Sturt suddenly reversed the propellers,
but in spite of his action the cutter smashed a moment
later into a solid rock wall. It was a mass of
rock forming an unbroken barrier across the water-tunnel,
extending beneath the surface of the water.
“We’re trapped!”
cried Sturt. “A mass of the rock has settled
here and blocked the tunnel.”
“It can’t be completely
blocked!” Campbell exclaimed. “See,
the tide still runs out beneath it. Our one chance
is to swim out under the blocking mass of rock, before
the whole cliff gives way!”
“But there’s no telling
how far the block may extend ”
Sturt cried.
Then as Campbell and Ennis stripped
off their coats and shoes, he followed their example.
The rumble of grinding rock around them was now continuous
and nerve-shattering.
Campbell helped Ennis lower Ruth’s
unconscious form into the water.
“Keep your hand over her nose
and mouth!” cried the inspector. “Come
on, now!”
Sturt went first, his face pale in
the searchlight beam as he dived under the rock mass.
The tidal current carried him out of sight in a moment.
Then, holding the girl between them,
and with Ennis’ hand covering her mouth and
nostrils, the other two dived.

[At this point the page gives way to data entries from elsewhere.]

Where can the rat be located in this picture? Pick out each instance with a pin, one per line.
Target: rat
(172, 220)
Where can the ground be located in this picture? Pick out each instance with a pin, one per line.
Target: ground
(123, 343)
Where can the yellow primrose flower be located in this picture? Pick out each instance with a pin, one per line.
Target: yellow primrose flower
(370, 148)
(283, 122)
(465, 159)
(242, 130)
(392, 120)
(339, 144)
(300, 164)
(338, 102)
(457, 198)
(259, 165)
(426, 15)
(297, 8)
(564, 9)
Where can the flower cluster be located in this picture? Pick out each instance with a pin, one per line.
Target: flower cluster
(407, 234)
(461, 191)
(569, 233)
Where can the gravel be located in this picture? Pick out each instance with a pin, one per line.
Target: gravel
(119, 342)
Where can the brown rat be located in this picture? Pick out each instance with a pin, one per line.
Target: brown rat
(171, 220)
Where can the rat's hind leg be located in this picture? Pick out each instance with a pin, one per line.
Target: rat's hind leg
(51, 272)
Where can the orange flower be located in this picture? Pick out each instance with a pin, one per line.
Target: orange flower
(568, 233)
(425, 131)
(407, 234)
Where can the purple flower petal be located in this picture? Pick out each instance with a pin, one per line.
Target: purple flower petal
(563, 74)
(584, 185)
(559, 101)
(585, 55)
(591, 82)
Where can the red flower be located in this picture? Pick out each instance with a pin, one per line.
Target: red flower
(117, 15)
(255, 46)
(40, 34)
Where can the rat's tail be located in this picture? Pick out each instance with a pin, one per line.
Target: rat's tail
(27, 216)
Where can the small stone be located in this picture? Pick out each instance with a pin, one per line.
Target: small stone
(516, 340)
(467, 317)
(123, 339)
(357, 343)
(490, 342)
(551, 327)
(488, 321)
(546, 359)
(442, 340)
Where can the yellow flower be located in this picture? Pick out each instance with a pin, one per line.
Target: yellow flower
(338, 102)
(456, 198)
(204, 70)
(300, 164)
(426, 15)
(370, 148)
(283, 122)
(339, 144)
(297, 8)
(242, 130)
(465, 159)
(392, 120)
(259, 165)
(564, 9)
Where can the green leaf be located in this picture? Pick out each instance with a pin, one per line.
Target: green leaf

Down through the
cold waters they shot, and then the swift current
was carrying them forward like a mill-race, their
bodies bumping and scraping against the rock mass
overhead.
Ennis’ lungs began to burn,
his brain to reel, as they rushed on in the waters,
still holding the girl tightly. They struck solid
rock, a wall across their way. The current sucked
them downward, to a small opening at the bottom.
They wedged in it, struggled fiercely, then tore through
it. They rose on the other side of it into pure
air. They were in the darkness, floating in the
tunnel beyond the block, the current carrying them
swiftly onward.
The walls were shaking and roaring
frightfully about them as they were borne round the
turns of the tunnel. Then they saw ahead of them
a circle of dim light, pricked with white stars.
The current bore them out into that
starlight, into the open sea. Before them in
the water floated Sturt, and they swam with him out
from the shaking, grinding cliffs.
The girl stirred a little in Ennis’
grasp, and he saw in the starlight that her face was
no longer dazed.
“Paul ”
she muttered, clinging close to Ennis in the water.
“She’s coming back to
consciousness the water must have revived
her from that drug!” he cried.
But he was cut short by Campbell’s
cry. “Look! Look!” cried the
inspector, pointing back at the black cliffs.
In the starlight the whole cliff was
collapsing, with a prolonged, terrible roar as of
grinding planets, its face breaking and buckling.
The waters around them boiled furiously, whirling them
this way and that.
Then the waters quieted. They
found they had been flung near a sandy spit beyond
the shattered cliffs, and they swam toward it.
“The whole underground honeycomb
of caverns and tunnels gave way and the sea poured
in!” Campbell cried. “The Door, and
the Brotherhood of the Door, are ended for ever!”